Under the umbrella of our bilateral S&T agreement, the U.S. and Indonesia have committed to strengthening and deepening our scientific engagement through government to government and people to people ties. We are eager to explore and build new partnerships in the years ahead and – with your help — increase and facilitate the number of education, training, and joint research opportunities.
The joint ocean climate observation efforts that we are highlighting today will benefit science globally, but more significantly they will benefit Indonesia and the other countries in the Indian Ocean region affected by climate variability and its impact on agriculture, health, and safety for vulnerable areas and populations.
Indonesia is at the crossroads of the Pacific and Indian Oceans, with its weather and climate affected by both oceans.
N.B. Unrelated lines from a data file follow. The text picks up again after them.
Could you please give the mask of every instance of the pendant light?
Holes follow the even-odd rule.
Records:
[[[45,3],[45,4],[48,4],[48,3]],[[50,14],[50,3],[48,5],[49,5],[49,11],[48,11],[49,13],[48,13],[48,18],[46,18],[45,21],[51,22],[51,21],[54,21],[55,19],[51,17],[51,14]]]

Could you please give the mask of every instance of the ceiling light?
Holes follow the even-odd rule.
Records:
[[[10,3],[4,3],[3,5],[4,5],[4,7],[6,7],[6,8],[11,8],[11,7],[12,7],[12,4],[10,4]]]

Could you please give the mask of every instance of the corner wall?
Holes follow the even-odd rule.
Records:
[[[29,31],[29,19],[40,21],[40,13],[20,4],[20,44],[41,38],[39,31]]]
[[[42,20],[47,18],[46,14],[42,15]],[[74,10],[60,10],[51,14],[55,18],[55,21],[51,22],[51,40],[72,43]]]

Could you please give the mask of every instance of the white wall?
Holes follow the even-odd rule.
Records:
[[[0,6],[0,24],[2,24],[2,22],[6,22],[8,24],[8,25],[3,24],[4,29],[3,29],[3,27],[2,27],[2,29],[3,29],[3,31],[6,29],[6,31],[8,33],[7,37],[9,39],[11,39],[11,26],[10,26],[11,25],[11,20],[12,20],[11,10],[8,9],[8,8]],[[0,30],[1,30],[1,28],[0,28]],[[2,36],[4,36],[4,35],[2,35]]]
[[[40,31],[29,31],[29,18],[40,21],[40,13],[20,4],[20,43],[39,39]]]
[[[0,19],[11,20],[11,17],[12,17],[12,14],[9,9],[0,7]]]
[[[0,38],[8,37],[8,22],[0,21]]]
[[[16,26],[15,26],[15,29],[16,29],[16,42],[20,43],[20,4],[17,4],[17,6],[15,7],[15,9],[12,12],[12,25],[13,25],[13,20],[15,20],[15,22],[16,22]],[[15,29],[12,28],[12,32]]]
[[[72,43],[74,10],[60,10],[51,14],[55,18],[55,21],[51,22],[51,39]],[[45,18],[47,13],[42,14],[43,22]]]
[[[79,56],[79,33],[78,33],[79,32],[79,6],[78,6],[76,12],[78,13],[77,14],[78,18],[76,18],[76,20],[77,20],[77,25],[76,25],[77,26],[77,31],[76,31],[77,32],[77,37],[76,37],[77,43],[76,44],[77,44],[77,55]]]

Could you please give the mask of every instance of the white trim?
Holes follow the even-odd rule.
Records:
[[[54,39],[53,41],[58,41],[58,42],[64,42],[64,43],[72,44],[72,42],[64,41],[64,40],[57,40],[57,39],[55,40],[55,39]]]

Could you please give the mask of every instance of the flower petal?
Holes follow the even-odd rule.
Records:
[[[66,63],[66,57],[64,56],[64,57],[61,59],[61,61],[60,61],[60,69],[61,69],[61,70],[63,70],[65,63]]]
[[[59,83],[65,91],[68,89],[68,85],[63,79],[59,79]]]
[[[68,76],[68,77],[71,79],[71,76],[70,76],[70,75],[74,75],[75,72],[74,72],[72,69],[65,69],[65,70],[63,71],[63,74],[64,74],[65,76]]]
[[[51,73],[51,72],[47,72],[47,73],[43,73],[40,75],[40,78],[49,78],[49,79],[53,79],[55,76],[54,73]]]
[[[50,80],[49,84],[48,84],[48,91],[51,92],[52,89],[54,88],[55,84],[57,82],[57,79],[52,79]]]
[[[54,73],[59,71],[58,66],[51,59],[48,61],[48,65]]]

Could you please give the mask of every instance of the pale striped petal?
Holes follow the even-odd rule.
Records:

The RAMA mooring array — which will be expanded as a result of this year’s cooperation– will not only complement other regional networks but in particular will improve the description, understanding, and prediction of the Asian monsoon, which affects the food security and stability of one third of the world’s population, including millions of people in Indonesia.
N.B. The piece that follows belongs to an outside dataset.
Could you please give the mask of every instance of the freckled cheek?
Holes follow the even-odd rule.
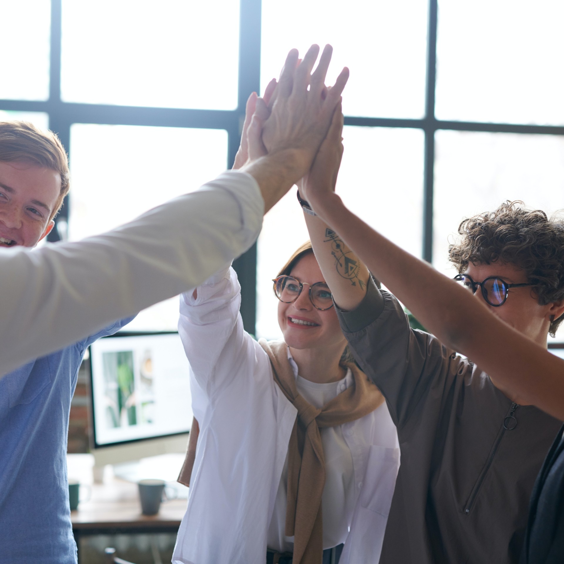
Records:
[[[288,310],[288,304],[284,302],[278,302],[278,324],[282,329],[286,325],[286,311]]]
The information gained from the RAMA buoy array can help better predict and provide earlier forecasts of irregular rains, which can inform decision-making and policy making in ways that directly contribute to the welfare of the Indonesian people.
From small-scale farmers to large companies, the information collected from this array has the potential to help Indonesians make better informed decisions relating to a range of practices, such as cropping programs, fertilizer and spray applications, and stocking rates– all which can have positive impacts on food security and economic growth here in Indonesia, two of President Jokowi’s central priorities.
Again, I am honored to be here today as we again reinforce and highlight the mutually-beneficial science and technology cooperation on behalf of our two nations – cooperation that, together, can help foster the next generation of Indonesian ocean scientists and contribute to BMKG and Indonesia’s efforts to build its modern climate services.
I know our NOAA colleagues are looking forward to working together with the command and crew of the Baruna Jaya I research vessel and in other future ocean-climate collaborations.
Please join me in wishing them all a safe and productive journey. Selamat jalan!